Further discussion is found here..
Solver sequencing
Again from the 2007 paper:
...the solution process employed within ESP-r links the various technical domain solution methods (direct or iterative) together through a flexible process of iterative ‘handshaking’ at key linkage points. This handshaking involves solving the subsystem equation sets separately, based on previous time step values of the coupled variables and then iterating to a solution.
[with reference to the figure below]
At each building-side time step and for a given climate boundary condition, the air/liquid flow networks corresponding to the building and plant are established, control considerations imposed and the equations solved. Solution of these networks gives the air and working fluid flow rates throughout the building and within the plant system respectively. The electrical power flow network representing building-side entities (e.g. lighting, small power, photovoltaic facades etc) and plant components (e.g. fans, pumps, CHP plant etc) is established, constrained by control action and the equations solved. The facility may be used to impose demand side actions on load consuming systems. (This network model and the preceding one for air/liquid flow may also be invoked at higher frequency from within the HVAC solution loop.)
The building-side, multi-zone matrix equation is then established using the latest estimates of the fluid/power flows and plant induced flux injections/extractions. Equation solution is achieved as described previously to obtain the building's temperatures and heat flows.

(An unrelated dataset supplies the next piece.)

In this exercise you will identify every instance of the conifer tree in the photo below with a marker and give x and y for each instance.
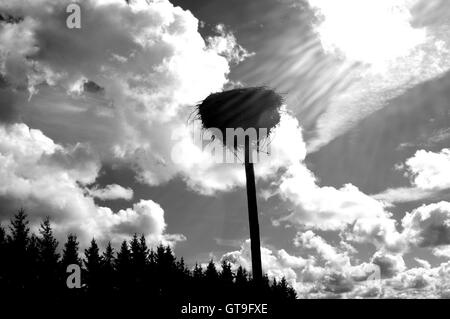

Using the newly computed intra-construction temperatures, the construction moisture flow matrix equation is established and solved. This gives the moisture distribution within the building fabric. Using the building temperatures and air flow rates as boundary conditions, the CFD model is established and solved. This gives the intra-zone distribution of temperature, velocity, pressure and contaminants. The building temperatures and air/liquid flow rates are then used, along with relevant control loops, to establish and solve the plant heat and mass flow matrix equations. Solution of these equations gives the plant temperatures and flow rates.
Free floating zones supported
Rooms not currently subjected to environmental controls free float. The air temperature derives from the zone energy balance. Some control definitions which include a dead-band also result in free floating conditions if the current sensed condition is within the dead band.
Assessment frequency
The timesteps in each domain can be set by the user subject to a few constraints imposed by the data structure (for example some data-holding arrays in the results recovery module are sized to allow a one minute resolution). Currently the timestep ranges for each domain are:
Rewind control
Some control laws such as optimal start and optimal stop can invoke a rewind control. The assessment saves its state and jumps back to the start of the day to see if an alternative approach yields better results. This is a rarely used facility and occasionally the results recovery reporting may time-shift.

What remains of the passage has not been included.